Un bémol à la gratuité de l’enseignement de base (La Libre Afrique)
KINSHASA – La déclaration a été faite lundi sur Top Congo, par le ministre de l’Enseignement primaire, secondaire et technique, Willy Bakonga: la gratuité de l’enseignement ne concerne pas les 7e et 8e années.
« Si ce n’est pas un rétropédalage, ça y ressemble fortement », commentait mardi le Forum des As, qui titre « Volte-face du gouvernement! ». Et le journal de souligner que « dans toutes les communications antérieures, les pouvoirs publics faisaient état de la gratuité de l’enseignement de la 1e à la 8e année ».
Les parents paient les enseignants à l’école publique
Au Congo, l’enseignement de base compte en effet huit années. Depuis l’époque Mobutu, en raison de la mauvaise gouvernance, l’Etat ne paie pas ou pas adéquatement les enseignants et c’est devenu aux parents de le faire, en versant des sommes importantes aux écoles publiques.
Selon les explications données par le ministre Bakonga à Top Congo, il y aurait une « confusion ». Il a assuré que les 7e et 8e années étaient « des classes du secondaire » et n’étaient donc pas concernées par la mesure de gratuité.
Il semblerait que, parlant de la mesure de gratuité, on ait cité, comme si les termes étaient équivalents, l’enseignement « de base » et l’enseignement « primaire ». Or, fait remarquer à La Libre Afrique.be une de ses sources à Kinshasa, les textes légaux semblent considérer le premier comme couvrant de la 1e à la 8 année et le second comme couvrant de la 1e à la 6e année.
Bakonga – qui est lui-même propriétaire de plusieurs écoles, dont Madame de Sévigné – a, en tout cas, demandé aux parents qui se sont vu rembourser l’acompte qu’ils avaient versé avant la rentrée, comme tous les ans, de le rendre à l’école si leur enfant entrait en 7e ou en 8e année.
Problèmes de mise en œuvre
Le président Félix Tshisekedi avait annoncé que les écoles publiques et conventionnées devaient, à la rentrée du 2 septembre, appliquer la gratuité de l’enseignement de base, qui faisait partie de ses promesses de campagne. La mesure a été accueillie avec joie par les familles – mais pose quelques problèmes à la mise en œuvre.
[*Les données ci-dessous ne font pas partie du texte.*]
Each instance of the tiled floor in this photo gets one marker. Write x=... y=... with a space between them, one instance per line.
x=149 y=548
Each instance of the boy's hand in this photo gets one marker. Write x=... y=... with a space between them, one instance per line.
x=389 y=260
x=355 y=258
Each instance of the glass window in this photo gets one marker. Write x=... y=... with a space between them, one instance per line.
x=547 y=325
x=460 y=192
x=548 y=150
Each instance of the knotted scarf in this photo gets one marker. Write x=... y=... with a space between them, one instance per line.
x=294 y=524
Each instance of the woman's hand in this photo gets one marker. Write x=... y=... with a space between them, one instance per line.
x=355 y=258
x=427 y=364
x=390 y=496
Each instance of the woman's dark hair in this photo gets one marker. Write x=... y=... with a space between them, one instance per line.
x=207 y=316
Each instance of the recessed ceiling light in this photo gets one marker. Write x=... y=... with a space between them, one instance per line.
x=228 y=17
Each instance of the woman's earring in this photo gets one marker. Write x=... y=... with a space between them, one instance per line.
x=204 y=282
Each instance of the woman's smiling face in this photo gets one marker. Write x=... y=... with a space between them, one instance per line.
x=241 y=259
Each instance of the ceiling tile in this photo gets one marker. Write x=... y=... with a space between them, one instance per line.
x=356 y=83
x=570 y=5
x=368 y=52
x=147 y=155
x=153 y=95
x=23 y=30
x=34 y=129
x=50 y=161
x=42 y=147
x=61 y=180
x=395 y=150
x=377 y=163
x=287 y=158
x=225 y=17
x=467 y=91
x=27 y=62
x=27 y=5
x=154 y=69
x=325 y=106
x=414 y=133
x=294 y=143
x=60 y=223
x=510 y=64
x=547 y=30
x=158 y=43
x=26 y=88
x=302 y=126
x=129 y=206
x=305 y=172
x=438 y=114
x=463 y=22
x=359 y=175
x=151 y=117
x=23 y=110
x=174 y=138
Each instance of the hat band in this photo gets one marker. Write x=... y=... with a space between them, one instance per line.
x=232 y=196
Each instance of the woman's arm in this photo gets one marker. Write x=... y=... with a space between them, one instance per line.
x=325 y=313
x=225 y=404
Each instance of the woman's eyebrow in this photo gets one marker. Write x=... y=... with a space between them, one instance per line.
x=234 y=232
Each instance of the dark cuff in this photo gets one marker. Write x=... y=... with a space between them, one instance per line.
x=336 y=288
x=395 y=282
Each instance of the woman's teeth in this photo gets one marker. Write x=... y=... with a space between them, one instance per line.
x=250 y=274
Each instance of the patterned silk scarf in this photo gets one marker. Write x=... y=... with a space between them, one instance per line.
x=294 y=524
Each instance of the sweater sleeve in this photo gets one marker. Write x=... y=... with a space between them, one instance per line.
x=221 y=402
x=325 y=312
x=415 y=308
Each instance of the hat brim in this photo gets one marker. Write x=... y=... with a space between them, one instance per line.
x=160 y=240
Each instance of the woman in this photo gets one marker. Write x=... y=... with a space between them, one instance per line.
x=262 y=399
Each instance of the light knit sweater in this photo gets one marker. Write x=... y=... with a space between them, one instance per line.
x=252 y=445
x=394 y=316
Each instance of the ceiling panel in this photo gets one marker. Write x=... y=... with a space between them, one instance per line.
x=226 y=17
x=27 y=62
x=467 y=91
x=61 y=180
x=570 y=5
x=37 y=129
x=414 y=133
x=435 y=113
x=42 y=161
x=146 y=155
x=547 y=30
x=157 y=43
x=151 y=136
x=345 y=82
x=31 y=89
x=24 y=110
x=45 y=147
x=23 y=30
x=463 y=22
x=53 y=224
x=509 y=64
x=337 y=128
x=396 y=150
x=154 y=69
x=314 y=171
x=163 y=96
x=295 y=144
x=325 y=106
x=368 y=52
Son coût est en effet estimé à quelque 2,8 milliards de dollars (il y a environ 52.000 écoles primaires publiques), soit la moitié du budget de l’Etat congolais. Le gouvernement pourra-t-il soutenir cette dépense?
Par ailleurs, si dans certaines écoles la direction a remboursé, après la rentrée, les acomptes déjà versés par les parents pour cette année scolaire, dans d’autres établissements la rentrée n’a pas vraiment eu lieu: les enfants y jouent toute la journée sans recevoir de cours, les enseignants n’ayant pas d’argent pour fonctionner – pas de craies, pas de cahiers, pas de journaux de classe, pas de bics, etc… Dans certaines écoles, l’Etat n’a donné que 25 dollars (un peu moins en euros) pour les frais de fonctionnement annuels, dans d’autres moins de 100 dollars.
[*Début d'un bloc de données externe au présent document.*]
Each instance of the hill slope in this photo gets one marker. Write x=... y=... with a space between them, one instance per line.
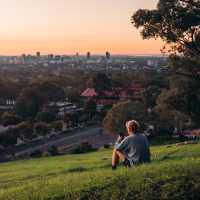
x=173 y=174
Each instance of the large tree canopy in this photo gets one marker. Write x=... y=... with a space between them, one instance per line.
x=177 y=23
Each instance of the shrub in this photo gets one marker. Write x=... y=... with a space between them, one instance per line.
x=83 y=148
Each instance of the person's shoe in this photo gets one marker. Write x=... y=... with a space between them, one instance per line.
x=114 y=167
x=127 y=163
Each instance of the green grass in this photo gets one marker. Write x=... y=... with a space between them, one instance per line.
x=173 y=174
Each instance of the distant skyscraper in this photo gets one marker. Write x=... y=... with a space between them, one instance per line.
x=23 y=58
x=38 y=55
x=88 y=55
x=108 y=55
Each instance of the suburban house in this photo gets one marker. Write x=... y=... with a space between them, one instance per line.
x=62 y=108
x=113 y=96
x=7 y=105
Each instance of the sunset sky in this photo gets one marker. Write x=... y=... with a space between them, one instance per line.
x=70 y=26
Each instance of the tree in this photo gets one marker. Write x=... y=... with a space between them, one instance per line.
x=8 y=140
x=90 y=108
x=42 y=129
x=10 y=119
x=177 y=23
x=50 y=91
x=150 y=95
x=25 y=131
x=46 y=116
x=28 y=103
x=57 y=125
x=115 y=120
x=101 y=83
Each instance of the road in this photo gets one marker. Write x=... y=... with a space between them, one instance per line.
x=63 y=141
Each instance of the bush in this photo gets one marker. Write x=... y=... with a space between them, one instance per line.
x=36 y=154
x=10 y=119
x=83 y=148
x=53 y=151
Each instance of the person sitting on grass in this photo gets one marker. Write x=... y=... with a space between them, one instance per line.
x=132 y=149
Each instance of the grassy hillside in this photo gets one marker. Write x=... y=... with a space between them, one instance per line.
x=173 y=174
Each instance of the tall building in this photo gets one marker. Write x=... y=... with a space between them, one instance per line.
x=88 y=55
x=107 y=55
x=38 y=54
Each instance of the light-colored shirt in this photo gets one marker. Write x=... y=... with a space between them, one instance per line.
x=135 y=148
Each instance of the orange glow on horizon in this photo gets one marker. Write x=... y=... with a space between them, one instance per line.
x=67 y=27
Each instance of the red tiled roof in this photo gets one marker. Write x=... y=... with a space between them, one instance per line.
x=89 y=92
x=116 y=92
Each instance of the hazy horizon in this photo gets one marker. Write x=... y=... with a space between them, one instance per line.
x=67 y=27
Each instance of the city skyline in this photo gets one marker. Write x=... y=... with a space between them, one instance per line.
x=67 y=27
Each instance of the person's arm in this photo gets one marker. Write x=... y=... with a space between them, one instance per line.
x=122 y=146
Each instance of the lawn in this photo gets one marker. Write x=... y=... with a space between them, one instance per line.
x=174 y=173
« On va trouver l’argent »
Le 11 septembre, le gouvernement avait annoncé que les enseignants ne devraient pas attendre octobre pour être payés mais le seraient dès septembre. « Nous sommes en train de trouver les moyens et la paie sera faite bientôt », avait assuré le ministre de l’Enseignement, qui doit « trouver » 2 milliards de dollars pour payer près de 550.000 enseignants.
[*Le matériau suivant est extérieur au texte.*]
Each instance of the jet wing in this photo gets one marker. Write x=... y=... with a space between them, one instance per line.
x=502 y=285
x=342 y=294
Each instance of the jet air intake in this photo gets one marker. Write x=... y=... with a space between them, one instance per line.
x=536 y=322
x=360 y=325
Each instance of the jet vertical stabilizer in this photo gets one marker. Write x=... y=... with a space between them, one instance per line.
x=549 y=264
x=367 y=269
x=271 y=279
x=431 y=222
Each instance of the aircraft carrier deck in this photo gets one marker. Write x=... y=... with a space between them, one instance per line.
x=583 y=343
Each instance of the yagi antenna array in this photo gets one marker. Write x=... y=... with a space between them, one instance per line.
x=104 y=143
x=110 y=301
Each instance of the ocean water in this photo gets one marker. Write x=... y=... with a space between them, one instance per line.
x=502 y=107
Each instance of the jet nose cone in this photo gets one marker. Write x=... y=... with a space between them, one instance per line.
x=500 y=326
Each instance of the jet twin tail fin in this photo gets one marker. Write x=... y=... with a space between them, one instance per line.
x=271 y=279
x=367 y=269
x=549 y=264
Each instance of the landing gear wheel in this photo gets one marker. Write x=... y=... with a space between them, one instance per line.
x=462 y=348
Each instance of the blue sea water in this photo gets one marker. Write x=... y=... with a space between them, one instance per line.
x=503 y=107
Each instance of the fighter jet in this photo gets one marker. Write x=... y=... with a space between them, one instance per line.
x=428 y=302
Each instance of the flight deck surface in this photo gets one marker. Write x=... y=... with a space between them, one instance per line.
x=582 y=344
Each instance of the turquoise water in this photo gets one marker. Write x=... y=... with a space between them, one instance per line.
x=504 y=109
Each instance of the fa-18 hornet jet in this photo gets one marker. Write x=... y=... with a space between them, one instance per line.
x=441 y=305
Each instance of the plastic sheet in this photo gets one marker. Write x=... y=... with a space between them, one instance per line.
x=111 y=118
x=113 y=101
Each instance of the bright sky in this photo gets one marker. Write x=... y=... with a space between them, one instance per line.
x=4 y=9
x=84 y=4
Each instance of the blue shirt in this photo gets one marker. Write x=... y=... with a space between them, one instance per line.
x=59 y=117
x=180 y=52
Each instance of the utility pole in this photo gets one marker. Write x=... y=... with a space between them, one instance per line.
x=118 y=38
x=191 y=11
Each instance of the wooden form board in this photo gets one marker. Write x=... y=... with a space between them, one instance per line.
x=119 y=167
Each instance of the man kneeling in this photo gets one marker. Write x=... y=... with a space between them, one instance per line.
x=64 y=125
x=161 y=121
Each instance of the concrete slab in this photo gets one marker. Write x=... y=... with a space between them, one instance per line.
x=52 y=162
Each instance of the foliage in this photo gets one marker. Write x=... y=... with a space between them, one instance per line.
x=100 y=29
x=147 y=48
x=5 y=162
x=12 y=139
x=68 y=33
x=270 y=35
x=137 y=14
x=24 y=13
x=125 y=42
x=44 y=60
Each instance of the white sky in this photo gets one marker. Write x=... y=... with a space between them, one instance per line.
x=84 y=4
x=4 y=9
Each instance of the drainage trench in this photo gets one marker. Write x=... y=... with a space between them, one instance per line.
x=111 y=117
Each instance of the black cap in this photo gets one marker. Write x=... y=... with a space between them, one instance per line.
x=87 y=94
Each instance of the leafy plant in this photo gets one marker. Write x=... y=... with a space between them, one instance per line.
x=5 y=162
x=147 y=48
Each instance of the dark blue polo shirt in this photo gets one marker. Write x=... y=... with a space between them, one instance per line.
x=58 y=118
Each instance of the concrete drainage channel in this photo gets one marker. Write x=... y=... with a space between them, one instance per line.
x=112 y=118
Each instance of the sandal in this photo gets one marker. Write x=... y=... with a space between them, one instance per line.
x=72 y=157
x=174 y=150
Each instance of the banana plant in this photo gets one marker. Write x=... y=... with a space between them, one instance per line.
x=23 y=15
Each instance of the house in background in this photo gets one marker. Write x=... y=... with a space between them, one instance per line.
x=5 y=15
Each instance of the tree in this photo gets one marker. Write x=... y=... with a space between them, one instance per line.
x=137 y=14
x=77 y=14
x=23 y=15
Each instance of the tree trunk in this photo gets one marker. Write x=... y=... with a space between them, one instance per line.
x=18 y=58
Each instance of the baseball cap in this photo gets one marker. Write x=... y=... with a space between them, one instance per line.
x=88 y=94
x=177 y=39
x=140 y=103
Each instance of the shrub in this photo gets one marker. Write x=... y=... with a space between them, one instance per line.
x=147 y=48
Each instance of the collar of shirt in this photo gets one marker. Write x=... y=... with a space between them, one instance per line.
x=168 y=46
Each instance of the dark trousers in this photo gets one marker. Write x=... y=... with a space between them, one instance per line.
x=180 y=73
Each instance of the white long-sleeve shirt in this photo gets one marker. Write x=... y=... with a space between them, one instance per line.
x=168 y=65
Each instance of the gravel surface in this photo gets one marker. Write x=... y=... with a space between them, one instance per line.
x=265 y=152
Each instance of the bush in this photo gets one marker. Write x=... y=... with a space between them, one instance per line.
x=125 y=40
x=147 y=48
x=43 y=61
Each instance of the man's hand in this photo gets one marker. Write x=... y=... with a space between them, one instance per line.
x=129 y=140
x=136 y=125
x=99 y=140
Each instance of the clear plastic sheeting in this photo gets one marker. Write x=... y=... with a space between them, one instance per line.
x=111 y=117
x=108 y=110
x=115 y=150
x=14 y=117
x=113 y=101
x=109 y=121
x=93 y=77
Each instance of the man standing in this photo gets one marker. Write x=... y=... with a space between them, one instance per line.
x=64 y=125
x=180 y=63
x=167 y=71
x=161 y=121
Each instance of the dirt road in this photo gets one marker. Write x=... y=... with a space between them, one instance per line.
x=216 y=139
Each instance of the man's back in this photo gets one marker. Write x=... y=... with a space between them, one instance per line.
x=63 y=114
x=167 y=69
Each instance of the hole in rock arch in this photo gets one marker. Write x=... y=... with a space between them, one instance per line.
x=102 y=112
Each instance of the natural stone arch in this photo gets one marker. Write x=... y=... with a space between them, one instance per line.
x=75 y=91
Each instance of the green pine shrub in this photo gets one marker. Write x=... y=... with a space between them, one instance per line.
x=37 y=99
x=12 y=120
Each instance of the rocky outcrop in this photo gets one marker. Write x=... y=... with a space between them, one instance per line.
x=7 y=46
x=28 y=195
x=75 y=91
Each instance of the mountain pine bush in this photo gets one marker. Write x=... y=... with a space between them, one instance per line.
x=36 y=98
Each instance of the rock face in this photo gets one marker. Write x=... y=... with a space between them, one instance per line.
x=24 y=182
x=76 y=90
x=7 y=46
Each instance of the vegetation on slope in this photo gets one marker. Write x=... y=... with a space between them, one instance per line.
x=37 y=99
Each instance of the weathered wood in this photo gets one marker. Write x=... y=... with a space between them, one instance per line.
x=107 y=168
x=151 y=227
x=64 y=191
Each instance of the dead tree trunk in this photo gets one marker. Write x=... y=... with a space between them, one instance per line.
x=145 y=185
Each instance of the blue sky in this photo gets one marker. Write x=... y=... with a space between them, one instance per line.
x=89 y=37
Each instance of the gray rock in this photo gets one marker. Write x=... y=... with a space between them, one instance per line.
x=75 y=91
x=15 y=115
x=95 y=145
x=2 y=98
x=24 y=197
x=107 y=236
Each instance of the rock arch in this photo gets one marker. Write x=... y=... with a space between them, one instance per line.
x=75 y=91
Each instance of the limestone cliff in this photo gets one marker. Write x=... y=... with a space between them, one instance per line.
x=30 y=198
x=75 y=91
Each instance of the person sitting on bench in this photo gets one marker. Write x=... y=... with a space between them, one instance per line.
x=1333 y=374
Certains craignent donc une volte-face du tout nouveau gouvernement, en place depuis la semaine dernière seulement. Le jour de la rentrée des classes, le 2 septembre, le président Tshisekedi n’avait-il pas déclaré au Palais de la Nation, en réponse à une question de la presse, que la gratuité de l’enseignement de base serait « définitive et intégrale dans quelques mois ».